Tuesday, February 1, 2011

Post-Colonialism: Ashcroft and Achebe

Ashcroft sets out to underline and determine all of the ideas surrounding post-colonialism. In many ways, Achebe attempts to do the same in his novel Things Fall Apart. By analyzing the effects of colonialism, before and after, one can determine the direct effects that have taken place. In the essay Key Concepts in Post-Colonial Studies, post-colonialism is described as: “...the colonial experience of a great range of cultures...is to elide the differences between them” (190). Achebe brilliantly highlights these differences in the separation into parts of his novel.

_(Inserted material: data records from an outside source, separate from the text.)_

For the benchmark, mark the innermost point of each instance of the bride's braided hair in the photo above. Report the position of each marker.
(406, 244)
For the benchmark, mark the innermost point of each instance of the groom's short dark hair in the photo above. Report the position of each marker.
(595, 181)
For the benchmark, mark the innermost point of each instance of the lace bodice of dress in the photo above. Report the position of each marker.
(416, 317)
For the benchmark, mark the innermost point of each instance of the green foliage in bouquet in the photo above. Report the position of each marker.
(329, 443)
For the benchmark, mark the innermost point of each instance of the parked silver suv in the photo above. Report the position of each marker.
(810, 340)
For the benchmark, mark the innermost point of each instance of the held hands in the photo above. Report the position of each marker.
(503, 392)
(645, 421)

One such difference, as written by Ashcroft, was orality. He writes: “Post-Colonial cultures have all, in various ways, been influenced by the interrelationship between orality and literacy” (165). This holds true in Achebe’s novel due to the oral nature of the Igbo nation. Achebe writes Things Fall Apart as if it is being orally spoken to the reader. The orality of the Igbo connects directly with the traditions and importance that they hold dear. For the Igbo, the oral tradition is what connects the tribe and makes the tribe function. This orality of the Igbo contrasts heavily with the literacy and reading in Christianity. The Bible is the main text and function of Christianity as opposed to oral tales and traditions filled with mysticism. Ashcroft sets out to determine the various aspects and results of post-colonialism. Achebe has taken the basic ideas and created a brilliant novel that demonstrates in content and structure the effects.